Did many scrapes before, but this one I can't figure out. I would love to have FAQ's data extracted, using this structure: category/faq_title/faq_answer, but the problem is that all required data is loaded on one single page, and I can't define any logical wrapper element. So of course I get messed up data...
Therefore this Sitemap is not gonna work as is. Or maybe I'm just missing something of course :wink:

Who knows what to do??


{"_id":"enexis","startUrl":[""],"selectors":[{"id":"categorie","type":"SelectorElementClick","parentSelectors":["_root"],"selector":"a.wp-contact-channel","multiple":true,"delay":0,"clickElementSelector":".collapsed h3","clickType":"clickOnce","discardInitialElements":"do-not-discard","clickElementUniquenessType":"uniqueText"},{"id":"title","type":"SelectorText","parentSelectors":["categorie"],"selector":"div.panel-heading","multiple":true,"regex":"","delay":0},{"id":"answer","type":"SelectorText","parentSelectors":["categorie"],"selector":"div.panel-body","multiple":true,"regex":"","delay":0}]}

My situation is the same. I want to extract elements positioned relative to a "sibling" element since there is no parent element present.

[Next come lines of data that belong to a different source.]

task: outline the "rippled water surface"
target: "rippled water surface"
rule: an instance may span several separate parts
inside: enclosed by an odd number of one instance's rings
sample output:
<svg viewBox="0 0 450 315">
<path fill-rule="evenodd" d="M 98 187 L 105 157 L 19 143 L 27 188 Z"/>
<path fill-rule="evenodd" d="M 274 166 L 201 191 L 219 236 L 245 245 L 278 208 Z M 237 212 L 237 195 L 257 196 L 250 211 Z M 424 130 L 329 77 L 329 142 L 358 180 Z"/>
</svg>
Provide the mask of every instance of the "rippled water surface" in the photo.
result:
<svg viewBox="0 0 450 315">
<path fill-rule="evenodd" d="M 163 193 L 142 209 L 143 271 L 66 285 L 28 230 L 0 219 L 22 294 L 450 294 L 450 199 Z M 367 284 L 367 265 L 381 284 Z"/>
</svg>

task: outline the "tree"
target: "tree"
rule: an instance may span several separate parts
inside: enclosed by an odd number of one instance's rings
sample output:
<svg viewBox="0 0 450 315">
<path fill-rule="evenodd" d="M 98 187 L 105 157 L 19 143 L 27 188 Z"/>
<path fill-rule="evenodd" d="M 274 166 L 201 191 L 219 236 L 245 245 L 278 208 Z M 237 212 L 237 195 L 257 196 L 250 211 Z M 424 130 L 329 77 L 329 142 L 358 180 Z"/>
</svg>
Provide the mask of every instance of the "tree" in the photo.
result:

Were you able to figure this out? If so, what was the solution?

No sorry, never had any reply or solution.

I haven't specifically looked at your code but I believe I have found the solution to both our situations: CSS selectors

This short video goes through the use of the CSS selector "contains", for example.

Since a parent element is not present, you could use an elements sibling to select the multiple correspondences:
E + F selects an F element immediately preceded by an E element

This wikipedia article explains all css selectors available.

Hope this helps

O wow! That looks promising! Thanks very much!